Arly studied the future citizen with the eye of a practical physical culturist, who knew exactly how she had preserved her clear complexion and lithe figure. In spite of his sturdy build, there was not enough protuberance to his chest, and, though his cheeks were full enough, there was a hollow look about his jaws and around his eyes.

“You’re over-trained,” she decisively told him. “You mustn’t play marbles very often, or very long at a time, because that stooping over in the dust isn’t good for you, and you mustn’t take your training runs up to that park. The other boy licks you because you’re all tired out. I don’t believe it’s because he’s a better fighter.”

That boy breathed with the sigh of one freed from a mighty burden, and the eyes which looked up into Arly’s were almost swimming with gratitude.

“She’s all right,” he told the next candidate. “She’s a pippin! Say, do you know what’s the matter with me? I’m over-trained,” and he smacked his chest resounding whacks and felt of his biceps.

There were troubles of all sorts and shapes and sizes, and Arly bent to them more concentrated wisdom than she had been called upon to display for years. It was a new game, one with a live zest, and Gail had invented it. Her admiration for Gail went up a notch. One boy was not so funny as his brother, and was never noticed; another had to eat turnips; and Arly’s only little girl, for she had started at the boy end, couldn’t have little slippers that pinched her feet!

“I’m glad I came home with you,” commented Arly, when she had finished her court and had distributed her money, which Gail had permitted her just this once, and they had driven up the block attended by an escort of exactly twenty-five. “It makes me think, and I’d almost forgotten how.”

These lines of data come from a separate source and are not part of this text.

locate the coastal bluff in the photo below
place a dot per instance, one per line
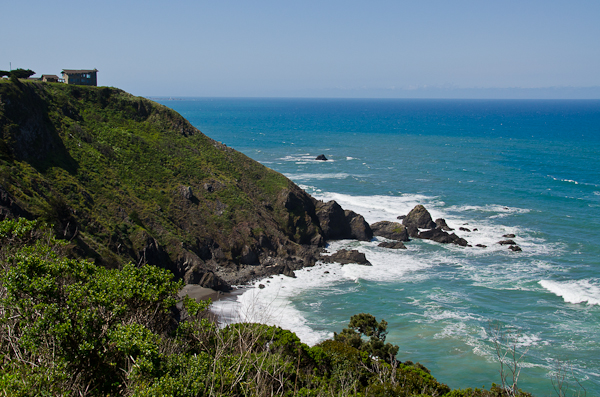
(124, 179)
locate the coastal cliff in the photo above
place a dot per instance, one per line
(126, 179)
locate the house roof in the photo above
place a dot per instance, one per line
(72, 71)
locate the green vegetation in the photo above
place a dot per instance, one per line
(72, 328)
(111, 178)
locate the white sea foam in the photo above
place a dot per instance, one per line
(575, 291)
(322, 176)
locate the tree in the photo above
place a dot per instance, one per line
(366, 325)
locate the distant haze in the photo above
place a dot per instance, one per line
(404, 49)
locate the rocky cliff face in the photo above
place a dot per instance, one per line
(126, 179)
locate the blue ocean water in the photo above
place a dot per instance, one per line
(494, 167)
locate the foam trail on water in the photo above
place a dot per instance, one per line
(575, 291)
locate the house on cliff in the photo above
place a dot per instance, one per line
(80, 77)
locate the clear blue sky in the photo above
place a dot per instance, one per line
(313, 48)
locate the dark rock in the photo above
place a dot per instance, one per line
(413, 231)
(441, 224)
(443, 237)
(392, 245)
(420, 218)
(507, 242)
(288, 272)
(344, 257)
(249, 256)
(391, 230)
(338, 224)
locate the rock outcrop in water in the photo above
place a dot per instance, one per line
(339, 224)
(126, 179)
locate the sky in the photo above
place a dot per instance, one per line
(325, 48)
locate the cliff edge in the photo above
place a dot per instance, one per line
(126, 179)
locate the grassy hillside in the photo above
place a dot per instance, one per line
(125, 178)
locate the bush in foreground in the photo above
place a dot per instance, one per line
(71, 328)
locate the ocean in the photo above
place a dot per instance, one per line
(493, 167)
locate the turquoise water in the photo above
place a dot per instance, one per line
(531, 168)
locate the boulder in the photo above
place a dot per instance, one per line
(288, 272)
(507, 242)
(443, 237)
(359, 228)
(392, 245)
(338, 224)
(332, 220)
(392, 230)
(420, 218)
(344, 257)
(441, 224)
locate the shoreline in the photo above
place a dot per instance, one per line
(199, 293)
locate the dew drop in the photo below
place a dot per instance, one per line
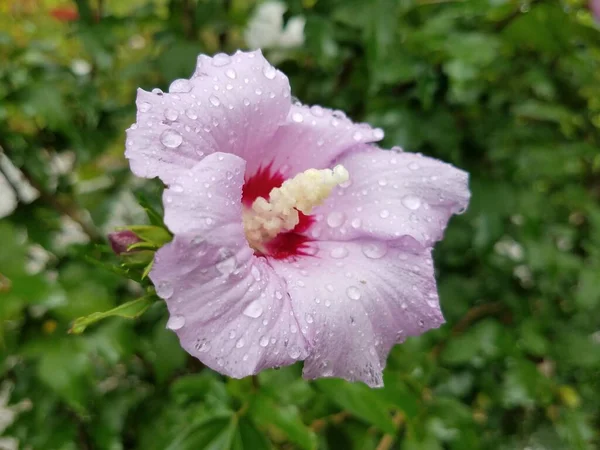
(374, 250)
(175, 322)
(411, 202)
(335, 219)
(230, 73)
(145, 107)
(226, 266)
(339, 252)
(220, 60)
(171, 139)
(269, 72)
(190, 113)
(353, 293)
(171, 114)
(164, 289)
(253, 310)
(180, 86)
(294, 352)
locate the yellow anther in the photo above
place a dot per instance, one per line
(279, 213)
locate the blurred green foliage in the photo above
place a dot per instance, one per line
(508, 90)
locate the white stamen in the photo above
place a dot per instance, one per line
(308, 189)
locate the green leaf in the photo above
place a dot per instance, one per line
(360, 400)
(264, 411)
(129, 310)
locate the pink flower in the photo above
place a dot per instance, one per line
(332, 268)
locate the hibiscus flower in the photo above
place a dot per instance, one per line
(295, 237)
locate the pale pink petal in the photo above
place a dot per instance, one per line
(312, 137)
(355, 300)
(232, 104)
(228, 307)
(392, 195)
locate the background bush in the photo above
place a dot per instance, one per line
(508, 90)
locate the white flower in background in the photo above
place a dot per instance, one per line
(266, 31)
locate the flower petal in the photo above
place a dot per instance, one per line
(355, 300)
(312, 137)
(392, 195)
(228, 307)
(231, 104)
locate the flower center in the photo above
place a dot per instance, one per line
(281, 212)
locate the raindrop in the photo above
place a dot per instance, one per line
(145, 107)
(231, 73)
(374, 250)
(226, 266)
(175, 322)
(221, 59)
(335, 219)
(294, 352)
(269, 72)
(171, 114)
(353, 293)
(171, 139)
(164, 289)
(253, 310)
(191, 114)
(180, 86)
(339, 252)
(411, 202)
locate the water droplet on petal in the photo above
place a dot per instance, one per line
(253, 310)
(231, 73)
(411, 202)
(294, 352)
(164, 290)
(171, 114)
(374, 250)
(269, 72)
(145, 107)
(191, 114)
(378, 133)
(335, 219)
(353, 293)
(339, 252)
(220, 60)
(180, 86)
(175, 322)
(226, 266)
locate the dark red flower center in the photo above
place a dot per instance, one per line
(286, 244)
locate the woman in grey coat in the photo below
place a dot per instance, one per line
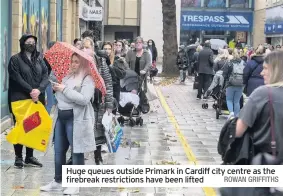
(73, 120)
(139, 60)
(100, 107)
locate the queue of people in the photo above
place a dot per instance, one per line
(77, 96)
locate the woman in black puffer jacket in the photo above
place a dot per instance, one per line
(117, 66)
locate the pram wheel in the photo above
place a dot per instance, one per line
(217, 113)
(121, 120)
(132, 122)
(141, 122)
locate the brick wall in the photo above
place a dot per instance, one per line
(258, 29)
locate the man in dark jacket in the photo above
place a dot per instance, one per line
(28, 79)
(205, 69)
(182, 63)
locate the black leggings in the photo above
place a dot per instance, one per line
(116, 95)
(19, 148)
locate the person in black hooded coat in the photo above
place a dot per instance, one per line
(28, 79)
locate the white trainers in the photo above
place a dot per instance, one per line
(71, 191)
(52, 186)
(231, 115)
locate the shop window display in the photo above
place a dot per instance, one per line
(215, 3)
(239, 3)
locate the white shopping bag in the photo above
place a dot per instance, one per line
(151, 93)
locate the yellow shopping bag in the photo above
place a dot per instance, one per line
(33, 125)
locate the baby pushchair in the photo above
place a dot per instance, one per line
(133, 83)
(220, 104)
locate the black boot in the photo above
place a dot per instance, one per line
(32, 161)
(70, 161)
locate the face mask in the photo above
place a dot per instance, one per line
(139, 46)
(29, 48)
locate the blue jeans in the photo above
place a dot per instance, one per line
(233, 97)
(50, 98)
(63, 139)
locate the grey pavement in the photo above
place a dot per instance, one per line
(154, 143)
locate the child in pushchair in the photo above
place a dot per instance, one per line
(133, 101)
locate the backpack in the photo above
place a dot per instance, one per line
(237, 76)
(235, 151)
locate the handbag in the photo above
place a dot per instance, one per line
(151, 93)
(245, 91)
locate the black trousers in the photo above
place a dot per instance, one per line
(19, 148)
(97, 153)
(204, 83)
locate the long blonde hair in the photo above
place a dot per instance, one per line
(84, 69)
(274, 60)
(112, 55)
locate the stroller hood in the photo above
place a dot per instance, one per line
(130, 81)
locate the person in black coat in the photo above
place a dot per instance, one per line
(205, 69)
(28, 79)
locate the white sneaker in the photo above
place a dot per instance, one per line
(52, 186)
(71, 191)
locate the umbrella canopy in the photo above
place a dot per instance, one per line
(217, 43)
(131, 77)
(59, 58)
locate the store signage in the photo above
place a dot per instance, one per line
(274, 20)
(90, 13)
(227, 21)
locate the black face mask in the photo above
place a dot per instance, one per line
(29, 48)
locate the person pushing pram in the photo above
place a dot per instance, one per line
(216, 85)
(182, 63)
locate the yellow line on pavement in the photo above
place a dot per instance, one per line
(188, 150)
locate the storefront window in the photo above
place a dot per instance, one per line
(188, 37)
(191, 3)
(5, 53)
(59, 19)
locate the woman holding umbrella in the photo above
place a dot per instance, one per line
(74, 116)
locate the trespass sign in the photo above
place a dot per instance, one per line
(90, 13)
(227, 21)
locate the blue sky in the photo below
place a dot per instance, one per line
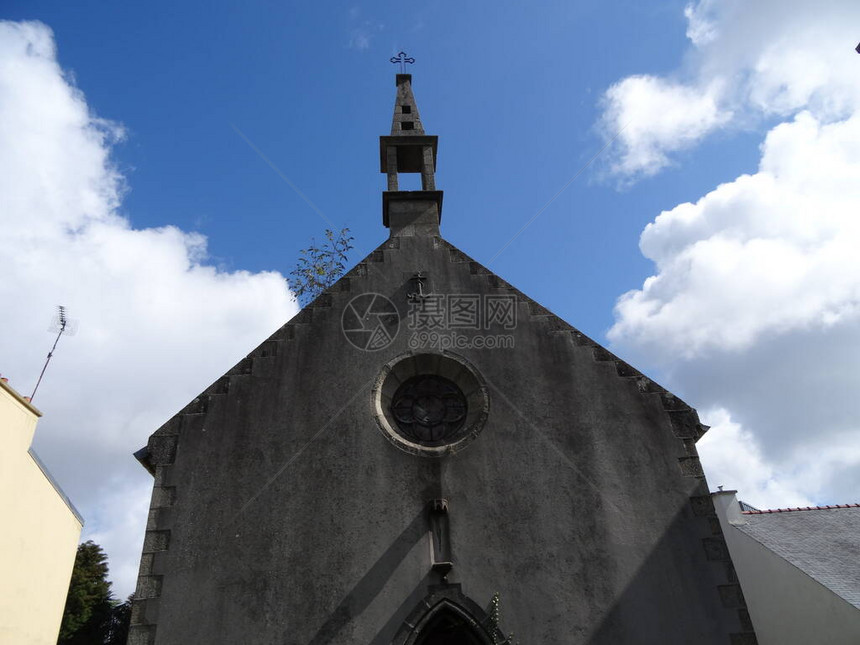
(512, 93)
(132, 198)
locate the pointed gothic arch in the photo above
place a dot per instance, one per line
(448, 617)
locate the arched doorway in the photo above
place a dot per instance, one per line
(447, 617)
(449, 628)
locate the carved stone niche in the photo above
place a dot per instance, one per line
(430, 404)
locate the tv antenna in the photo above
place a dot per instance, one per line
(62, 325)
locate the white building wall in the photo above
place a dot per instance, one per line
(786, 606)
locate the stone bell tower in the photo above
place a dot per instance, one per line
(426, 455)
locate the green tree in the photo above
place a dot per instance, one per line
(92, 616)
(320, 266)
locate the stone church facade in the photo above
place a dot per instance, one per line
(425, 455)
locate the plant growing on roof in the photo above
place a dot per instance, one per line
(319, 266)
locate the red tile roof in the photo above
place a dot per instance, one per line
(801, 508)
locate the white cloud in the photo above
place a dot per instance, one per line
(656, 117)
(754, 309)
(773, 252)
(157, 323)
(732, 455)
(747, 61)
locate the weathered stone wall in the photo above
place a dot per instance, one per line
(281, 513)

“It makes me think, too,” confessed Gail, very seriously. “Suppose I should go away. They’d go right on living, but I like to flatter myself that I’m doing more good for them than somebody else could do.” Why that thought had worried her she could not say. She was home to stay now, except for the usual trips.

“You’d find the same opportunities anywhere,” Arly quickly assured her.

“Yes, but they wouldn’t be these same children,” worried Gail. “I’d never know others like I know these.”

“No,” admitted Arly slowly. “I think I’ll pick out a few when I go back home. I’ve often wondered how to do it, without having them think me a fool or a nosy, but you’ve solved the problem. You’re tremendously clever.”